At a time when political debate has deteriorated into name-calling and vituperative sniping, Mr. Powell embraced a level of decorum and propriety befitting a true statesman. He was a serious man. Steady, level-headed, intelligent and thoughtful, he commanded respect.
Mr. Powell eventually drew fire from partisans on both the left and the right. A longtime independent, he supported Barack Obama’s presidential candidacy. He later made clear that he was no fan of Donald Trump. Meanwhile, Democrats never forgave him for pressing the Bush administration’s case at the United Nations in 2003 for the removal of Saddam Hussein in Iraq.
Mr. Powell himself wanted little part of the ideological warfare that has, in recent decades, come to define American politics. “Powell is a problem-solver,” he said, speaking in the third person during a 2007 New York Times interview. “He was taught as a soldier to solve problems. So he has views, but he’s not an ideologue. He has passion, but he’s not a fanatic. He’s first and foremost a problem-solver.”
His was also a great American success story. Mr. Powell’s parents were from Jamaica, and he was born in Harlem. He joined the army after graduating from college and served two decorated combat tours in Vietnam. Mr. Powell remained in the army for 35 years, rising to the rank of four-star general. President Ronald Reagan tapped Mr. Powell as a national security adviser during the Cold War, and he served as chairman of the Joint Chiefs of Staff under President George H.W. Bush.
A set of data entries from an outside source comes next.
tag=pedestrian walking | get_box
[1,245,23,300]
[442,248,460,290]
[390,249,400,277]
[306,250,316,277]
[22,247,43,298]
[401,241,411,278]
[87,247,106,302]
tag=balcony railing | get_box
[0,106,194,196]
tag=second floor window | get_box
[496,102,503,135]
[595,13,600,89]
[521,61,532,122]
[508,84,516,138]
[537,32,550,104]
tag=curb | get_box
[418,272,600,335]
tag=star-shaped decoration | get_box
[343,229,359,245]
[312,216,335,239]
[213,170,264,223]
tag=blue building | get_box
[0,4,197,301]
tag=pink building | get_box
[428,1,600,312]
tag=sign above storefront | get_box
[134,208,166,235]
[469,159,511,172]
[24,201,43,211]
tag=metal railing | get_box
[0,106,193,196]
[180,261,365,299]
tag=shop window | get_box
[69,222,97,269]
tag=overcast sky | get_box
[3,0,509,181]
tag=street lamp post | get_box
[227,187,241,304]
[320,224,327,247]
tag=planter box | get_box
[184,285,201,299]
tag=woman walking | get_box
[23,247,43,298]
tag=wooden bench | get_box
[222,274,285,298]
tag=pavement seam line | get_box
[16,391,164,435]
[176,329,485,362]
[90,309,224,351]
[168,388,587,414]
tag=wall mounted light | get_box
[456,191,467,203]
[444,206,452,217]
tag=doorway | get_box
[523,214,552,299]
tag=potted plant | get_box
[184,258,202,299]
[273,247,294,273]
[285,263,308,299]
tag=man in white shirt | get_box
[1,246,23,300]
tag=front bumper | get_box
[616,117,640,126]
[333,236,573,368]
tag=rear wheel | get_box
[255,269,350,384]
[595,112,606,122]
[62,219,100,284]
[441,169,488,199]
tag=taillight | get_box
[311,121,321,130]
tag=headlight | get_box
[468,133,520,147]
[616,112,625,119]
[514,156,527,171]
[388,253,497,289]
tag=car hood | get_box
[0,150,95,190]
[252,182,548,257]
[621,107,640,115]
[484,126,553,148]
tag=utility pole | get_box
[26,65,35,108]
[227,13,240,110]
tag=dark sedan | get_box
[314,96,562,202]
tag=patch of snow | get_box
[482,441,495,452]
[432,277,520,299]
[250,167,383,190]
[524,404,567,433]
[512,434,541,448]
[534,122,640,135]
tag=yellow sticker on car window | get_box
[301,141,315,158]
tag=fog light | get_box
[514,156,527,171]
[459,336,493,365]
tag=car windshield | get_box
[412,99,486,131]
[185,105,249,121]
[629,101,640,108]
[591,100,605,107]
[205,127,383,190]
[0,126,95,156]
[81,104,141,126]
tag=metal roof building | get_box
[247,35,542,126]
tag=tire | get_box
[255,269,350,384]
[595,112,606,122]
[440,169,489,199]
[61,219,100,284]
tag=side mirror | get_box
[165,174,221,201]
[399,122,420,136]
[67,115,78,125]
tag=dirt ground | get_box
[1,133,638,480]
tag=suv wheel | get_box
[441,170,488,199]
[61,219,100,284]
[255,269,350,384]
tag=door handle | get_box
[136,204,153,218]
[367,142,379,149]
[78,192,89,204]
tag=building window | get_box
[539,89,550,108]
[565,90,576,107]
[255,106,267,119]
Mr. Powell played an integral role in the U.S. military campaign against Iraq in 1991 after Saddam invaded Kuwait. “Our strategy in going after this army is very simple,” he said during the Gulf War. “First, we’re going to cut it off, and then we’re going to kill it.”
Mr. Powell retired from the military in 1993. At that time, the Times reports, he was “the most popular public figure in America, owing to his straightforwardness, his leadership qualities and his ability to speak in blunt tones that Americans appreciated.” He contemplated a run for president but opted against it. Mr. Powell later re-entered public life, serving as secretary of state under President George W. Bush before stepping down in 2004.
Mr. Powell spent most of his life wondering not what his country could do for him, but what he could do for his country. The nation has lost a truly great American.